Rióse don Quijote del donaire de Sancho;
pero, con todo, propuso de llamarse de aquel nombre, en pudiendo pintar su
escudo, o rodela, como había imaginado. Y díjole:
-Yo entiendo, Sancho, que quedo
descomulgado por haber puesto las manos violentamente en cosa sagrada, juxta
illud: Si quis suadente diabolo etc., aunque sé bien que no puse las manos,
sino este lanzón; cuanto más, que yo no pensé que ofendía a sacerdotes ni a
cosas de la Iglesia, a quien respeto y adoro como católico y fiel cristiano que
soy, sino a fantasmas y a vestigios del otro mundo.

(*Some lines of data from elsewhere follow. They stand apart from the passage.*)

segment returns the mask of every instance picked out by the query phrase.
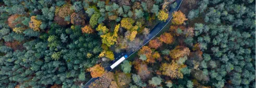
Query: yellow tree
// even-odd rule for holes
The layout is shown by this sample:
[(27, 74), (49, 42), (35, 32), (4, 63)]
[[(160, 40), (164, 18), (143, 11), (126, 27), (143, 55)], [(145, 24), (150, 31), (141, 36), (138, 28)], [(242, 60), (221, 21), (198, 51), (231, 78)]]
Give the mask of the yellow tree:
[(129, 39), (130, 41), (133, 41), (135, 37), (136, 37), (136, 35), (137, 34), (137, 31), (133, 31), (131, 33), (131, 35), (129, 37)]
[(96, 28), (97, 31), (102, 32), (103, 34), (106, 34), (108, 32), (108, 29), (106, 26), (104, 25), (104, 24), (101, 23), (98, 25), (98, 27)]
[(162, 45), (162, 42), (158, 39), (151, 40), (149, 43), (149, 47), (151, 48), (157, 49)]
[(105, 56), (108, 58), (109, 58), (111, 61), (113, 61), (115, 59), (114, 57), (114, 53), (112, 51), (108, 50), (106, 51)]
[(180, 10), (174, 11), (173, 13), (173, 19), (172, 20), (172, 23), (175, 25), (180, 25), (183, 23), (185, 21), (188, 20), (186, 18), (185, 14), (182, 13)]
[(147, 58), (149, 58), (151, 57), (152, 51), (150, 48), (148, 46), (143, 46), (142, 48), (139, 51), (138, 53), (138, 55), (140, 55), (141, 54), (145, 54), (146, 55)]
[(175, 60), (177, 60), (185, 55), (189, 55), (190, 53), (190, 50), (188, 48), (177, 46), (170, 51), (170, 56)]
[(35, 19), (35, 16), (30, 17), (30, 21), (29, 22), (29, 27), (33, 29), (34, 31), (40, 31), (39, 27), (42, 24), (42, 22)]
[(117, 33), (118, 32), (119, 28), (120, 28), (120, 24), (117, 24), (115, 27), (115, 30), (114, 30), (113, 36), (114, 37), (117, 38), (118, 35)]
[(92, 30), (91, 26), (89, 25), (87, 25), (84, 27), (82, 27), (81, 30), (83, 33), (91, 34), (93, 33), (93, 30)]
[(183, 74), (180, 72), (181, 68), (180, 65), (172, 61), (170, 64), (162, 64), (160, 70), (162, 71), (163, 75), (169, 76), (172, 78), (182, 79)]
[(116, 38), (112, 36), (110, 33), (101, 35), (101, 37), (102, 38), (102, 43), (106, 44), (108, 47), (113, 45), (115, 44), (115, 42), (116, 42)]
[(165, 22), (168, 18), (168, 12), (165, 12), (163, 10), (160, 10), (157, 16), (157, 18), (161, 21)]
[(96, 64), (94, 66), (87, 69), (87, 70), (91, 72), (91, 75), (92, 78), (97, 78), (101, 77), (105, 73), (104, 67), (100, 64)]
[(121, 21), (121, 26), (129, 30), (132, 27), (132, 24), (135, 21), (132, 18), (125, 18)]

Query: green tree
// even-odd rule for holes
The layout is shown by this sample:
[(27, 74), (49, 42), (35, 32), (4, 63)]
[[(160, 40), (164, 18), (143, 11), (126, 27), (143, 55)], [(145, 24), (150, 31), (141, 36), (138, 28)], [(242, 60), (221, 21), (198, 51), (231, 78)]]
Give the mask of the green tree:
[(154, 4), (153, 8), (151, 9), (151, 12), (155, 13), (156, 16), (158, 15), (158, 11), (159, 11), (159, 6)]
[(95, 26), (97, 25), (98, 23), (98, 20), (101, 17), (101, 14), (99, 13), (94, 13), (93, 14), (91, 19), (90, 19), (90, 25), (92, 28), (94, 28)]
[(140, 58), (140, 58), (140, 60), (141, 60), (142, 61), (147, 60), (146, 55), (145, 55), (144, 54), (140, 55)]
[(188, 88), (192, 88), (193, 87), (193, 82), (191, 81), (188, 80), (187, 83), (187, 87)]
[(151, 80), (149, 81), (149, 83), (155, 86), (160, 85), (162, 83), (162, 79), (160, 77), (153, 77)]
[[(95, 9), (94, 8), (87, 8), (87, 10), (86, 11), (86, 12), (88, 14), (88, 16), (89, 17), (91, 17), (92, 15), (93, 14), (94, 14), (94, 12), (95, 12)], [(92, 17), (91, 17), (91, 19)]]
[(141, 9), (135, 9), (135, 18), (141, 18), (144, 16), (144, 13)]
[(130, 62), (128, 61), (124, 61), (123, 62), (123, 64), (121, 65), (121, 68), (123, 71), (124, 72), (127, 74), (127, 73), (130, 73), (131, 70), (131, 65), (130, 64)]
[(136, 84), (136, 85), (141, 86), (141, 87), (145, 87), (147, 86), (147, 84), (142, 83), (140, 77), (139, 75), (136, 74), (132, 74), (132, 80), (134, 83)]

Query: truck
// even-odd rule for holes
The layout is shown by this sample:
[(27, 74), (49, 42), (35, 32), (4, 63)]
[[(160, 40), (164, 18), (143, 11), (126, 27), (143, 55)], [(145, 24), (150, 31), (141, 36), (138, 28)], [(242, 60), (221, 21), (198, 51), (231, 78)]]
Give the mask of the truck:
[(128, 57), (128, 55), (126, 54), (124, 56), (122, 56), (120, 58), (119, 58), (118, 60), (117, 60), (116, 62), (115, 62), (113, 64), (112, 64), (112, 65), (110, 66), (110, 67), (111, 68), (111, 69), (114, 68), (127, 57)]

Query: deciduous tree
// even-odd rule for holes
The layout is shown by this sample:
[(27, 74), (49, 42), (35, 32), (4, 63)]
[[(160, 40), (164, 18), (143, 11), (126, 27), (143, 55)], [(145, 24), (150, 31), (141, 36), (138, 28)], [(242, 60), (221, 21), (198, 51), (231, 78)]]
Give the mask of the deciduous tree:
[(102, 67), (100, 64), (96, 64), (94, 66), (87, 69), (87, 70), (91, 72), (91, 75), (92, 78), (102, 77), (102, 75), (105, 73), (104, 67)]
[(135, 21), (130, 18), (123, 18), (122, 20), (121, 20), (121, 26), (127, 30), (130, 30), (132, 27), (132, 25), (134, 22), (135, 22)]
[(165, 22), (168, 18), (168, 12), (166, 12), (163, 10), (161, 10), (158, 13), (157, 18), (161, 21)]
[(92, 17), (90, 19), (90, 25), (92, 27), (94, 28), (97, 23), (98, 23), (99, 18), (101, 17), (101, 14), (99, 13), (94, 13), (92, 14)]
[(87, 25), (84, 27), (82, 27), (82, 32), (83, 33), (91, 34), (93, 33), (93, 30), (92, 30), (91, 26)]
[(149, 44), (149, 47), (151, 48), (154, 48), (157, 49), (159, 47), (161, 46), (162, 45), (162, 41), (161, 41), (158, 39), (155, 39), (150, 40)]
[(42, 21), (36, 20), (35, 16), (32, 16), (30, 18), (29, 22), (29, 27), (34, 30), (34, 31), (40, 31), (39, 27), (42, 24)]
[(176, 25), (180, 25), (183, 23), (185, 21), (188, 20), (186, 18), (185, 15), (179, 10), (178, 11), (174, 11), (173, 13), (173, 18), (172, 19), (172, 23)]
[(166, 43), (170, 44), (174, 41), (174, 38), (170, 33), (164, 33), (160, 36), (160, 41)]
[(138, 55), (145, 54), (147, 56), (147, 58), (149, 58), (151, 57), (152, 51), (150, 48), (148, 46), (143, 46), (139, 51)]
[(162, 64), (160, 68), (162, 74), (169, 76), (172, 78), (183, 78), (183, 75), (180, 71), (181, 67), (174, 61), (172, 61), (172, 64)]

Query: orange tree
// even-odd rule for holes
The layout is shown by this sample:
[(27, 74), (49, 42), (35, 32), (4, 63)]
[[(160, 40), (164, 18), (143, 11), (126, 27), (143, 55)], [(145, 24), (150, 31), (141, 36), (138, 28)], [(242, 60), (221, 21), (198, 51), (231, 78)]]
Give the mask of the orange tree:
[(165, 12), (164, 10), (159, 11), (157, 18), (161, 21), (165, 22), (168, 18), (168, 12)]
[(91, 72), (92, 78), (101, 77), (105, 73), (105, 69), (100, 64), (96, 64), (94, 66), (87, 69), (87, 70)]
[(178, 11), (174, 11), (173, 13), (173, 19), (172, 20), (172, 23), (175, 25), (180, 25), (184, 22), (185, 21), (188, 20), (186, 18), (185, 14), (179, 10)]
[(93, 30), (92, 30), (91, 26), (87, 25), (84, 27), (82, 27), (82, 32), (83, 33), (91, 34), (93, 33)]
[(141, 54), (145, 54), (146, 55), (147, 58), (149, 58), (151, 57), (152, 51), (148, 46), (143, 46), (142, 48), (139, 51), (138, 53), (138, 55), (140, 55)]
[(121, 26), (129, 30), (131, 29), (133, 26), (132, 24), (135, 22), (135, 21), (130, 18), (125, 18), (122, 19), (121, 21)]
[(162, 42), (158, 39), (155, 39), (151, 40), (149, 42), (149, 47), (151, 48), (154, 48), (157, 49), (159, 47), (161, 46), (162, 45)]

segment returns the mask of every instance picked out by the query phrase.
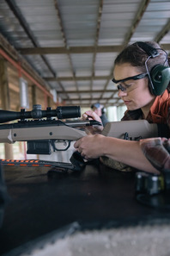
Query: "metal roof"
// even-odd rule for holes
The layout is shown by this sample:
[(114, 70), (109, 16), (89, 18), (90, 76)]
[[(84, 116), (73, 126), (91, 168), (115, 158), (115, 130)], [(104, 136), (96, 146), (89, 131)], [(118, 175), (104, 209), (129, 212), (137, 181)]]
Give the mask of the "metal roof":
[(111, 81), (124, 46), (170, 50), (170, 1), (1, 0), (0, 33), (68, 105), (120, 105)]

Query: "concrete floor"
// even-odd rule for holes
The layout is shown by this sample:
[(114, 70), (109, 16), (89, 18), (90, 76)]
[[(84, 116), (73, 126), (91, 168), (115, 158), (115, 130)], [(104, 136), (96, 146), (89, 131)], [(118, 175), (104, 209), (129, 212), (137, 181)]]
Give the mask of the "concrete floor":
[(169, 256), (170, 225), (76, 232), (21, 255)]

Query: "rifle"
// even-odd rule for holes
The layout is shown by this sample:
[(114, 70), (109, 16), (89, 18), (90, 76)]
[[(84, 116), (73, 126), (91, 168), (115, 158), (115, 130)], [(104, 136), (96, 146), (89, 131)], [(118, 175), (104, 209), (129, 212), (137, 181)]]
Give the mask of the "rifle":
[[(42, 110), (41, 105), (36, 104), (31, 111), (26, 111), (25, 109), (20, 112), (0, 110), (0, 123), (3, 123), (0, 125), (0, 143), (27, 141), (28, 154), (51, 154), (54, 151), (64, 151), (70, 147), (72, 140), (87, 135), (87, 126), (101, 125), (94, 120), (75, 120), (80, 116), (80, 106), (60, 106), (56, 109), (48, 107), (46, 110)], [(70, 118), (72, 120), (68, 121)], [(17, 122), (6, 123), (18, 119)], [(60, 142), (64, 143), (63, 149), (56, 146)], [(79, 171), (84, 164), (76, 152), (70, 160), (71, 163), (9, 159), (3, 159), (1, 162), (2, 165), (10, 165), (55, 166), (62, 172)]]

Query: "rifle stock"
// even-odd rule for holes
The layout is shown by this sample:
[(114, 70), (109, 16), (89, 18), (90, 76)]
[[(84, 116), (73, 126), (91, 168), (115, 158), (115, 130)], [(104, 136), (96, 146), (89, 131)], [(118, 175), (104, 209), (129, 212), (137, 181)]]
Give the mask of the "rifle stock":
[(101, 134), (109, 137), (137, 140), (157, 137), (158, 127), (155, 123), (149, 123), (146, 120), (111, 122), (106, 124)]

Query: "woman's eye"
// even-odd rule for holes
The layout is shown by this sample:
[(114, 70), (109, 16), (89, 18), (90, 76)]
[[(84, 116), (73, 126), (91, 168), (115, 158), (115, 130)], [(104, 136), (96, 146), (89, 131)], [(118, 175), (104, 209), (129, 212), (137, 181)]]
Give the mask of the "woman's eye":
[(129, 88), (130, 86), (131, 86), (131, 84), (124, 84), (126, 88)]

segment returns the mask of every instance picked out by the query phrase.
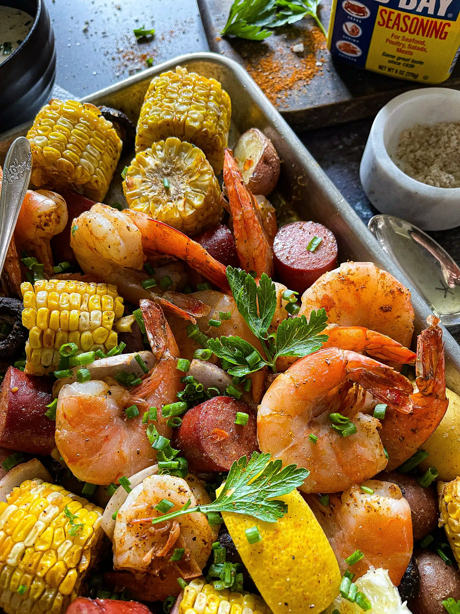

Y cuando eso así fuese, en
la memoria tengo lo que le pasó al Cid Ruy Díaz, cuando quebró la silla del
embajador de aquel rey delante de Su Santidad del Papa, por lo cual lo
descomulgue, y anduvo aquel día el buen Rodrigo de Vivar como muy honrado y
valiente caballero.
En oyendo esto el bachiller, se fue, como
queda dicho, sin replicarle palabra. Quisiera don Quijote mirar si el cuerpo
que venía en la litera eran huesos, o no; pero no lo consintió Sancho,
diciéndole:
-Señor, vuestra merced ha acabado esta
peligrosa aventura lo más a su salvo de todas las que yo he visto; esta gente,
aunque vencida y desbaratada, podría ser que cayese en la cuenta de que los
venció sola una persona, y, corridos y avergonzados desto, volviesen a
rehacerse y a buscamos, y nos diesen en qué entender. El jumento está como conviene;
la montaña, cerca; la hambre carga: no hay que hacer sino retiramos con gentil
compás de pies, y, como dicen, váyase el muerto a la sepultura y el vivo a la
hogaza.
Y antecogiendo su asno, rogó a su señor
que le siguiese; el cual, pareciéndole que Sancho tenía razón, sin volverle a
replicar le siguió. Y a poco trecho que caminaban por entre dos montañuelas, se
hallaron en un espacioso y escondido valle, donde se apearon, y Sancho alivió
el jumento, y tendidos sobre la verde yerba, con la salsa de su hambre,
almorzaron, comieron, merendaron y cenaron a un mesmo punto, satisfaciendo sus
estómagos con más de una fiambrera que los señores clérigos del difunto (que
pocas veces se dejan mal pasar) en la acémila de su repuesto traían. Mas
sucedióles otra desgracia, que Sancho la tuvo por la peor de todas, y fue que
no tenían vino que beber, ni aun agua que llegar a la boca; y, acosados de la
sed, dijo Sancho, viendo que el prado donde estaban estaba colmado de verde y
menuda yerba, lo que se dirá en el siguiente capítulo.